I’m not talking about the plumbing in your home, this is a great way of noticing whether you, or people around you give you that warm, fuzzy feeling, or suck the life from your soul.
You’ll know you’re experiencing a drain, if you dread picking up the phone to that person because they always talk about themselves in conversations, without being that interested in what you have to say, they share problems without considering solutions or ways forward, they stay in negativity and cloud you with it too and generally you find yourself unhappy in their company, or drained as a result.
Think about yourself for a moment. You’re probably a radiator if people comment that they feel energised around you, or that you lift their spirits. Of course they might have problems that they need support with from time to time, but generally they are a good person who gives as well as receives.

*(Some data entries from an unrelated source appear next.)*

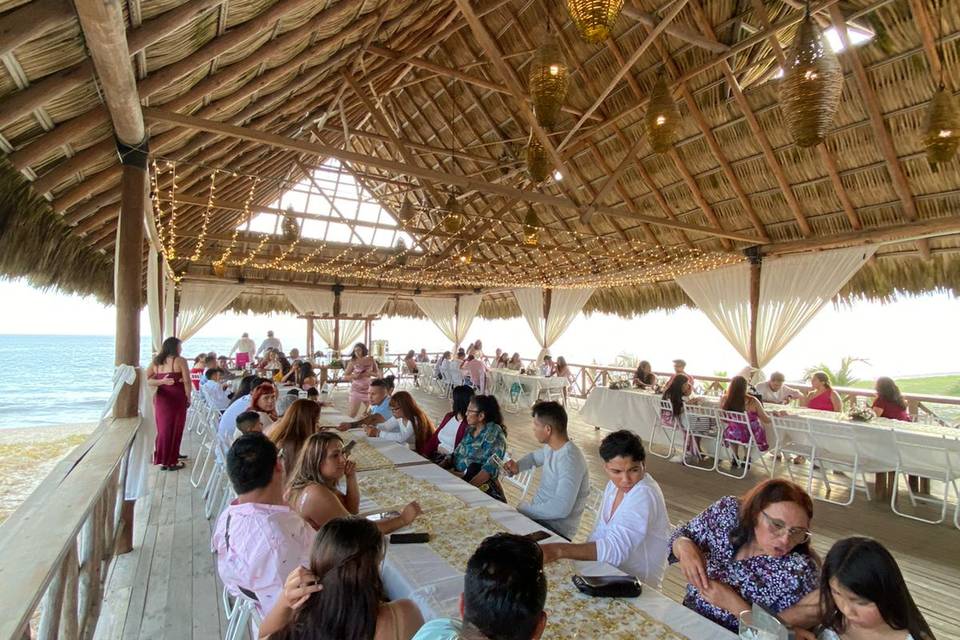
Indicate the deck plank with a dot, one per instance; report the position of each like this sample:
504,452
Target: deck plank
172,589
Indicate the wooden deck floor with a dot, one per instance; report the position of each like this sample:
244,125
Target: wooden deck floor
167,587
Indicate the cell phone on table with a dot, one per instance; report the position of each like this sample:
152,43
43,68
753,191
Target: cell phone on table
537,536
409,538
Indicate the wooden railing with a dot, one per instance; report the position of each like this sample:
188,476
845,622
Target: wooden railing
587,376
57,546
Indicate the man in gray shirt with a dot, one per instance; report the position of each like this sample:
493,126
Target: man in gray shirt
565,484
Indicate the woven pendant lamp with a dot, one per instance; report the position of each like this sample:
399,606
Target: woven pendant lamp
453,222
594,18
941,135
531,228
812,85
547,82
663,117
538,163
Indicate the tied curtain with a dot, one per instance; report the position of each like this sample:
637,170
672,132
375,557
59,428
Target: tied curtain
547,328
443,313
201,302
792,290
350,330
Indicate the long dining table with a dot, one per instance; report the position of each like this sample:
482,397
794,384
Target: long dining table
421,573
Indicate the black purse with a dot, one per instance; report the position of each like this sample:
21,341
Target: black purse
608,586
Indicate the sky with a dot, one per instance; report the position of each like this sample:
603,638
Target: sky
912,336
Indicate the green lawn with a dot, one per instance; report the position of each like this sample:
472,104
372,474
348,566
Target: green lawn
931,385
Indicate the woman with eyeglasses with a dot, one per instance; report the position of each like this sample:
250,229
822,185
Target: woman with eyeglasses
753,549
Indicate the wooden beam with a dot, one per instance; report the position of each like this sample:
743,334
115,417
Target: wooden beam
31,20
200,124
882,134
678,31
920,230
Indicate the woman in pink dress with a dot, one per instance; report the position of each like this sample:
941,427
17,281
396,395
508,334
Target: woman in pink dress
170,375
822,397
359,372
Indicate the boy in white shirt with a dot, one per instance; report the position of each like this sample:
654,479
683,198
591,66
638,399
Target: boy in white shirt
632,531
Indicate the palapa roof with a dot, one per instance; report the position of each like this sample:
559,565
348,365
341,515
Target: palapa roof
420,86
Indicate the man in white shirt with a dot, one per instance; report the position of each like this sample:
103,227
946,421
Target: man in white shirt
244,345
259,540
632,531
565,484
214,391
269,343
774,391
504,591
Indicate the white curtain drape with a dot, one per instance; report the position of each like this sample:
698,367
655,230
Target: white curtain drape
154,310
794,288
363,304
443,313
723,295
565,304
201,302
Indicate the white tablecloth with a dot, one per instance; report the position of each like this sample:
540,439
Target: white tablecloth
420,574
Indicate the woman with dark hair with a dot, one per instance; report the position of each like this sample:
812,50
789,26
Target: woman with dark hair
476,457
737,399
822,396
889,402
342,594
169,374
298,423
754,549
863,595
263,400
452,426
409,424
359,372
644,377
313,489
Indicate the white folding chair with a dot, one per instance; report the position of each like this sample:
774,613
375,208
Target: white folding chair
927,456
792,437
835,449
752,453
521,480
701,424
666,424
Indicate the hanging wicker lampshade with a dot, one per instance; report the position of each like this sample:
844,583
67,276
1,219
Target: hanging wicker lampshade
811,87
663,117
941,135
406,212
538,163
547,82
531,228
594,18
453,222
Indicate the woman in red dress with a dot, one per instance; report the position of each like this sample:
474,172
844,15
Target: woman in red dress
170,375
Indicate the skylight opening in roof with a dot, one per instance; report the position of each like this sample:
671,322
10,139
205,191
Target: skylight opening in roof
326,205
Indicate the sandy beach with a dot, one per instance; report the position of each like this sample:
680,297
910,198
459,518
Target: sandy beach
28,454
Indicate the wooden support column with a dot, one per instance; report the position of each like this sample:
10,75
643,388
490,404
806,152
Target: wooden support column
755,271
128,266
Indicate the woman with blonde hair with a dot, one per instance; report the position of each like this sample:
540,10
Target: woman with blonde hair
313,492
298,423
409,424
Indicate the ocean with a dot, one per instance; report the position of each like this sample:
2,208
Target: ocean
66,379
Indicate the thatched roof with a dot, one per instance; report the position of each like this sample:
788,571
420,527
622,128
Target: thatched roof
360,74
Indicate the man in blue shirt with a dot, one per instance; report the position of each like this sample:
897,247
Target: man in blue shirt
379,411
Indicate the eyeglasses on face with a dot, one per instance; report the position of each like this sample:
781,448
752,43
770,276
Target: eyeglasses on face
796,535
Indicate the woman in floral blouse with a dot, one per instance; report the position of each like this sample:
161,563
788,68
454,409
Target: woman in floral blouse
474,459
754,549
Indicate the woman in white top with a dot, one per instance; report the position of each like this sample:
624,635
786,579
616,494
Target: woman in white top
632,531
409,424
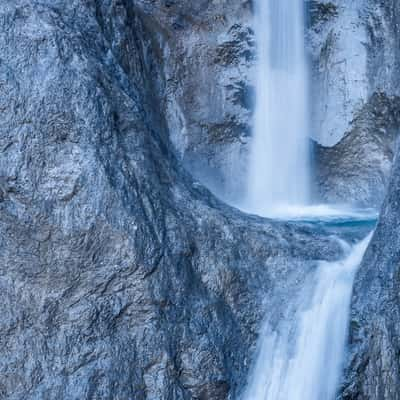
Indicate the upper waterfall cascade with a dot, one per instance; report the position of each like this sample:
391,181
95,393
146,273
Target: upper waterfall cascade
279,169
301,359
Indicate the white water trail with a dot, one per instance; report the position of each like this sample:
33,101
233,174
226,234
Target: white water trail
302,358
279,160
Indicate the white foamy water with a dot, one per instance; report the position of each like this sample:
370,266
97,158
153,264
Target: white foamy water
279,160
302,358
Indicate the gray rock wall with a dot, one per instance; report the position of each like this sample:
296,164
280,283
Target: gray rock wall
373,370
355,97
120,277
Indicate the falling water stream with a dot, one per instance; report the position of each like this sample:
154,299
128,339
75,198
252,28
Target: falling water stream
302,357
279,167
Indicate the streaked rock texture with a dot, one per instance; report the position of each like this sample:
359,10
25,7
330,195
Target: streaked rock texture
355,97
121,277
373,370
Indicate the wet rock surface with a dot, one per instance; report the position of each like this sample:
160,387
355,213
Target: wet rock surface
355,92
121,277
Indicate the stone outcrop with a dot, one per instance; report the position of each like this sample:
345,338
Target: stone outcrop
355,97
121,277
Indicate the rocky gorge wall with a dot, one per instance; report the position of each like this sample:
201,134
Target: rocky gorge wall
209,56
121,275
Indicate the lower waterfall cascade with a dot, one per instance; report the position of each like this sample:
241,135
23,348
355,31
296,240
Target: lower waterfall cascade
302,358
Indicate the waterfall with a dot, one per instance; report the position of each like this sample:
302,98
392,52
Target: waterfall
279,158
301,358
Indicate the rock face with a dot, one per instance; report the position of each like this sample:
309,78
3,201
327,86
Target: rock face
207,51
121,277
373,370
355,97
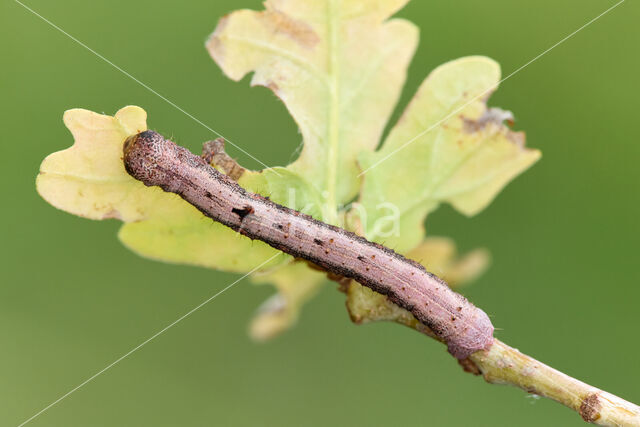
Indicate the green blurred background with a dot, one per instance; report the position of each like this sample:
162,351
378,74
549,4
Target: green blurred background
563,286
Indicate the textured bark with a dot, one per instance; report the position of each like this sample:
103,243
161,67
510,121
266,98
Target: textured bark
156,161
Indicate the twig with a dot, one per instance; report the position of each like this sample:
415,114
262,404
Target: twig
424,302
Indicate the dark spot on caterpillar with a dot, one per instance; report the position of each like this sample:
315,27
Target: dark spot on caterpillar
243,212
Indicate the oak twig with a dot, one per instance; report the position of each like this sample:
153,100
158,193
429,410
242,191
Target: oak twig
426,302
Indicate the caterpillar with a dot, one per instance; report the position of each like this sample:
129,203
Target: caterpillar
156,161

Being with a radiator is a positive, life-enhancing experience. This could also apply to situations you find yourself in, or whilst completing certain activities.
What do you think your friends, family or work colleagues would say about you?
So now you know what I’m talking about, here are 5 ways to handle drains and manage your own energy.
- Know what drains you, and what sustains you; if you aren’t already aware of who or what drains you, start here. Without that knowledge you won’t be able to protect yourself, so get noticing who you hang out with that makes you feel great, and who doesn’t.
- Prepare yourself! You won’t always be able to completely avoid the person or situation, so help yourself out by being mentally and physically prepared. Use your affirmations, visualise a protective cloak around you to maintain your own energy balance and as much as possible, give yourself a breather, during or after (even if its sneaking off to the loo more frequently!). Think of them like the midday sun; limit your exposure and wear protection!
- Make sure you’re looking after yourself with plenty of fresh air, well hydrated and grounded. If you are, you’re more likely to remain resilient and sustain yourself better. Where are you at your best? Which environments do you thrive in – where is your happy place?
- Remain with gratitude. I know its difficult sometimes, but honestly, reconnecting with what you feel grateful for (including the tricky stuff/people), really does help you to view life through a more positive lens. Start with acknowledging 3 good things from your day and practice this daily.
- Take steps to recharge at every available opportunity. Make sure you’re well rested, if the choice is between an extra episode on Netflix or an extra hours sleep – choose wisely! In amongst everything that you’re doing for everyone else, take time for you. 5 minutes is better than nothing and everyone can manage 5 minutes! If you need to, go for a walk around the block, sit in the car or lock yourself away!
If you’re reading this and thinking, “ah, but she doesn’t know about MY life and how hectic it can be”, then remember you don’t have to do all of these things, but you know, sometimes the easiest things to do are the easiest to de-prioritise, so this is your chance to focus on you!